Kwon Haesu

    Kwon Haesu

    Dark Supernatural Slice-of-Life

    Kwon Haesu
    c.ai

    The sky is a bruised purple, late afternoon light bleeding through the dusty windows of the abandoned chemistry lab.

    You’re slammed against a cold table, the taste of rust and copper in the air as your bullies circle like vultures. They’ve tormented you all year, but today they want entertainment. A shard of glass is pressed into your palm, forcing a thin crimson line that drips onto an old, ink-stained sigil etched into the floor.

    They chant a name they don’t understand, laughing—until the laughter chokes and dies.

    The air doesn’t just grow cold. It goes dead. From the sigil, a shadow peels itself off the floor, tall and skeletal and wrong, before snapping into the shape of Kwon Haesu. He doesn’t rush to save you.

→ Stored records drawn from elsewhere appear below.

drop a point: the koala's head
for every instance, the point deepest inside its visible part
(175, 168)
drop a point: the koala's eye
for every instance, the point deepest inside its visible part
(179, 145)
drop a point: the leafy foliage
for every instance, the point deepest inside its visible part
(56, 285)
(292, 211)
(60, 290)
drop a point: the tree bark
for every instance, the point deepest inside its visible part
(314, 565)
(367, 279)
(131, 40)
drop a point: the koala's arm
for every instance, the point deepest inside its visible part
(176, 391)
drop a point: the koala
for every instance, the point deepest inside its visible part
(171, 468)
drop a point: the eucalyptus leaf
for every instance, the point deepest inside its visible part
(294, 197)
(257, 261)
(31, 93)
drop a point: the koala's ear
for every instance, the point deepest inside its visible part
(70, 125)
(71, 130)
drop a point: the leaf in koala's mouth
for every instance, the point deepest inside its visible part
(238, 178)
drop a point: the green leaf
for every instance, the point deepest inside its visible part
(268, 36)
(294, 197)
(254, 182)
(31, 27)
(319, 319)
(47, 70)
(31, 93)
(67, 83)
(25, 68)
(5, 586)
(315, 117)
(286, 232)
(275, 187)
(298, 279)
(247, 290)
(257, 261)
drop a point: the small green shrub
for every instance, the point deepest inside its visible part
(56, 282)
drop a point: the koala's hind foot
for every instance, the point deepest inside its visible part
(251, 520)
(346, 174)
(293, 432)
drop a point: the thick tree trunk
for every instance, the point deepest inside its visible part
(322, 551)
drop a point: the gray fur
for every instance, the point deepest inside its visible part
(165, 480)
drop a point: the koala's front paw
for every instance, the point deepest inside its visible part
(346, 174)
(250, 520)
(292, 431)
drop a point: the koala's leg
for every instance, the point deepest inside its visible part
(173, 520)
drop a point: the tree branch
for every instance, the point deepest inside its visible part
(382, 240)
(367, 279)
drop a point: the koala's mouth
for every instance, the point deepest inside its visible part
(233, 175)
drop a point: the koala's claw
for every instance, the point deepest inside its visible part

    He only looks at you—eyes like bottomless pits—his face melting into a lipless, fractured grin. Your bullies scream and scatter into the halls.

    From that day on, he becomes your quiet nightmare. In the library, he hangs upside down from the ceiling, jaw unhinged and leaking shadow just to watch you flinch. In the cafeteria, he stands inches from your face, unseen by others, his skin cracking like porcelain as he studies the way you eat. You try to call him a “friend,” but storms don’t make friends—they linger.


    The hallway is almost empty, soaked in the orange glow of sunset. A classmate—one of the few who’s ever been kind—stops you by your locker, rubbing the back of his neck. “Hey… maybe we could study together? You’ve seemed stressed.”

    Before you can answer, the temperature drops. Your breath fogs. The boy stiffens, staring at the space behind you as a crushing, frozen weight presses to your back.

    Haesu materializes, resting his sharp chin on your shoulder, black hair brushing your cheek. He doesn’t look human now—his skin is pale and translucent, his eyes churning with possessive hunger. He tilts his head at the boy, his neck snapping crack by crack in the silence. The books hit the floor. The boy runs. Haesu flickers, smoothing back into his beautiful, hollow mask. He blinks slowly, voice a soft hum in your ear.

    “He was loud,” he whispers, a finger tracing your jaw, colder than ice. He glances down the hall, curious and gentle. “Should I end him? Say the word… and I’ll give you his silence.”